Ines Berwing liest aus und spricht über: "zertanzte schuhe"
Man denkt an Aschenputtel, doch „Die zertanzten Schuhe“ ist ein eigenständiges Märchen der Brüder Grimm. Ines Berwings Band greift peu a peu einzelne Motive eben dieses Märchens auf: ein „spukschloss“, die tanzenden, „durcheinandergeworfenen gliedern“, ebenso „mehrere männer“, „umwerfend schöne walzer übers parkett“, „aufseher“, dreimal auch: „zertanzte schuhe“. Hier artikuliert sich eine Sehnsucht nach vergangenen, märchenhaften Verhältnissen, die im strengen Widerstreit zu aktuellen Emanzipations- und Autonomiebestrebungen stehen. Diese Erinnerungs-, Traum- und Situationsgedichte bergen tiefere Geheimnisse, sie steigen in Anderswelten hinab wie die zwölf Prinzessinnen, besuchen auch eine „Märchenfabrik“, in der romantisch-blaue Anlehnungen, Unterweltbilder (ein Tränenbaum, auch Teufelszunge genannt), und Verse der belarussischen Lyrikerin Valžyna Mort (mit ihrem „Tränenfabrik“-Gedicht) zu einem ebenso utopischen wie real-kapitalismuskritischen Strauß gebunden werden: „der tränenbaum und die tränenfabrik sind zu 50 % / geladene gäste. ich stach meiner not in den hals // bis sie ein notenhals wurde und ich stark. ich war / einem tränenbaumgast nah, um den hals trugen wir 50 % // wir hatten einen fabrikstich, dessen blau uns nur selten / betrog. wir hatten einen beruf. er war blau. // es gab uns also. im träumchen. wir produzierten / 50 % aller tränen und anderen abfall. niemand erschrak“. Erschreckend gut sind diese Gedichte von Ines Berwing, die ihren eigenen Sound gefunden, weiterentwickelt hat, die stets mehrere Ebenen in ihre Lyrik einzieht, die Tradition mitbedenkt, das Phantastische würdigt und - so steht zu vermuten - auch die eigene, ganz persönliche Lebenswelt einbezieht. Ein Wunder.
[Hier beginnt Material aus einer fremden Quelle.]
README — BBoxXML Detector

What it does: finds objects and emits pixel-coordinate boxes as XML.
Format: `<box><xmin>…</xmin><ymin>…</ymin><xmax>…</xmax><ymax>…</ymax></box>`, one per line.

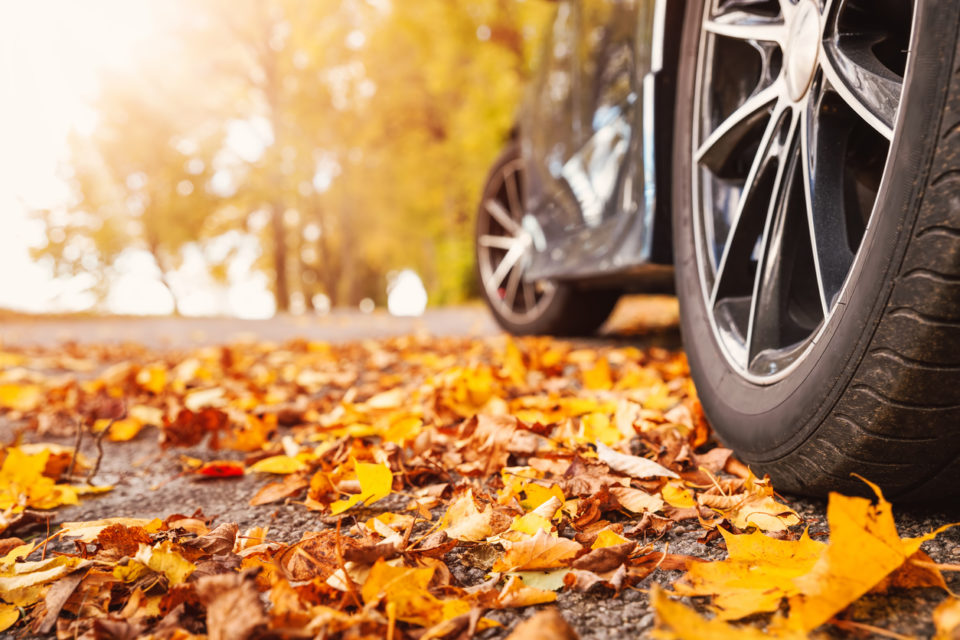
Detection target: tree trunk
<box><xmin>271</xmin><ymin>202</ymin><xmax>290</xmax><ymax>311</ymax></box>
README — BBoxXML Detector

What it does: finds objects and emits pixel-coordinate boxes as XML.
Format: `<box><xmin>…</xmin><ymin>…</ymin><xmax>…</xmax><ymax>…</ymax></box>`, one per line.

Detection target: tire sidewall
<box><xmin>673</xmin><ymin>0</ymin><xmax>958</xmax><ymax>462</ymax></box>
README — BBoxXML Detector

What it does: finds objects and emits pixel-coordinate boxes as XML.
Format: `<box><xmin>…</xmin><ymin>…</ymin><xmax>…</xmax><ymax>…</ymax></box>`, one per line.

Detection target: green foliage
<box><xmin>31</xmin><ymin>0</ymin><xmax>551</xmax><ymax>309</ymax></box>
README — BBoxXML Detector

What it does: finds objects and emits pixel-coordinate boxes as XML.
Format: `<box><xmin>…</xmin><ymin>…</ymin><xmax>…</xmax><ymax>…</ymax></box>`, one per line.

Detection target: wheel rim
<box><xmin>691</xmin><ymin>0</ymin><xmax>913</xmax><ymax>384</ymax></box>
<box><xmin>477</xmin><ymin>159</ymin><xmax>555</xmax><ymax>324</ymax></box>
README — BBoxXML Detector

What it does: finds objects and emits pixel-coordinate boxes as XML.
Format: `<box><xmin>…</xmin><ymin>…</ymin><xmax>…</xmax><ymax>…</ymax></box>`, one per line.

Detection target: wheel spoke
<box><xmin>696</xmin><ymin>82</ymin><xmax>782</xmax><ymax>172</ymax></box>
<box><xmin>489</xmin><ymin>242</ymin><xmax>524</xmax><ymax>290</ymax></box>
<box><xmin>477</xmin><ymin>234</ymin><xmax>517</xmax><ymax>251</ymax></box>
<box><xmin>503</xmin><ymin>166</ymin><xmax>523</xmax><ymax>221</ymax></box>
<box><xmin>710</xmin><ymin>102</ymin><xmax>784</xmax><ymax>307</ymax></box>
<box><xmin>745</xmin><ymin>113</ymin><xmax>799</xmax><ymax>369</ymax></box>
<box><xmin>503</xmin><ymin>258</ymin><xmax>523</xmax><ymax>309</ymax></box>
<box><xmin>704</xmin><ymin>10</ymin><xmax>786</xmax><ymax>43</ymax></box>
<box><xmin>483</xmin><ymin>198</ymin><xmax>520</xmax><ymax>235</ymax></box>
<box><xmin>520</xmin><ymin>280</ymin><xmax>537</xmax><ymax>311</ymax></box>
<box><xmin>800</xmin><ymin>84</ymin><xmax>854</xmax><ymax>317</ymax></box>
<box><xmin>821</xmin><ymin>34</ymin><xmax>903</xmax><ymax>140</ymax></box>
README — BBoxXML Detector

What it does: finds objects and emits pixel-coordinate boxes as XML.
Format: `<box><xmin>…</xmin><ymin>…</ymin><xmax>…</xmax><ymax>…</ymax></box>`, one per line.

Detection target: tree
<box><xmin>33</xmin><ymin>0</ymin><xmax>550</xmax><ymax>310</ymax></box>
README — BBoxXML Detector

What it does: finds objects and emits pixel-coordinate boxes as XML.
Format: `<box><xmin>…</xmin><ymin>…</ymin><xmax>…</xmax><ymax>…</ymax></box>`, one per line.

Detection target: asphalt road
<box><xmin>0</xmin><ymin>301</ymin><xmax>960</xmax><ymax>640</ymax></box>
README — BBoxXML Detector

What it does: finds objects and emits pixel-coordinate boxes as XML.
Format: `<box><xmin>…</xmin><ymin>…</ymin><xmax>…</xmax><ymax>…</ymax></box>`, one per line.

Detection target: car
<box><xmin>475</xmin><ymin>0</ymin><xmax>960</xmax><ymax>499</ymax></box>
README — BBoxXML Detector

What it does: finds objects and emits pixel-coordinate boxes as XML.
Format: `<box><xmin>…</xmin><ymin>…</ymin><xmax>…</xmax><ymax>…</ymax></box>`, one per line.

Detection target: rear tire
<box><xmin>673</xmin><ymin>0</ymin><xmax>960</xmax><ymax>499</ymax></box>
<box><xmin>475</xmin><ymin>143</ymin><xmax>620</xmax><ymax>336</ymax></box>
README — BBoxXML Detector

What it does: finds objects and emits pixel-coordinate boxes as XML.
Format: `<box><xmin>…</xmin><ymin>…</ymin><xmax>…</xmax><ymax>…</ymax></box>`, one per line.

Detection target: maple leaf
<box><xmin>674</xmin><ymin>482</ymin><xmax>953</xmax><ymax>633</ymax></box>
<box><xmin>360</xmin><ymin>559</ymin><xmax>470</xmax><ymax>627</ymax></box>
<box><xmin>196</xmin><ymin>573</ymin><xmax>267</xmax><ymax>640</ymax></box>
<box><xmin>440</xmin><ymin>490</ymin><xmax>511</xmax><ymax>542</ymax></box>
<box><xmin>650</xmin><ymin>585</ymin><xmax>807</xmax><ymax>640</ymax></box>
<box><xmin>933</xmin><ymin>597</ymin><xmax>960</xmax><ymax>640</ymax></box>
<box><xmin>497</xmin><ymin>575</ymin><xmax>557</xmax><ymax>608</ymax></box>
<box><xmin>330</xmin><ymin>460</ymin><xmax>393</xmax><ymax>515</ymax></box>
<box><xmin>674</xmin><ymin>529</ymin><xmax>826</xmax><ymax>620</ymax></box>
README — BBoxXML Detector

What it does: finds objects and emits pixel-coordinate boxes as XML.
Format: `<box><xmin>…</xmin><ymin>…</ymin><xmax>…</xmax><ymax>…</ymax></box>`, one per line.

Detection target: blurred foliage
<box><xmin>36</xmin><ymin>0</ymin><xmax>551</xmax><ymax>309</ymax></box>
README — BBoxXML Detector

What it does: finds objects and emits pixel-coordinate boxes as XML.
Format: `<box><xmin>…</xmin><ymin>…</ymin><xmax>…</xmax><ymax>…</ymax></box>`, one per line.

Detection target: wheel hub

Ines Berwing, geboren 1984 in Bad Nauheim, lebt als Drehbuchautorin und Lyrikerin in Berlin. Für ihre Lyrik gewann sie unter anderem den Paula Rombach-Literaturpreis, 2019 wurde ihr erster Gedichtband „muster des stillen verkabelns“ vom Haus für Poesie Berlin als eines der besten Lyrikdebüts des Jahres gewürdigt. Zuletzt wurde Berwing mit Stipendien der Roger Willemsen Stiftung und des Berliner Senats ausgezeichnet.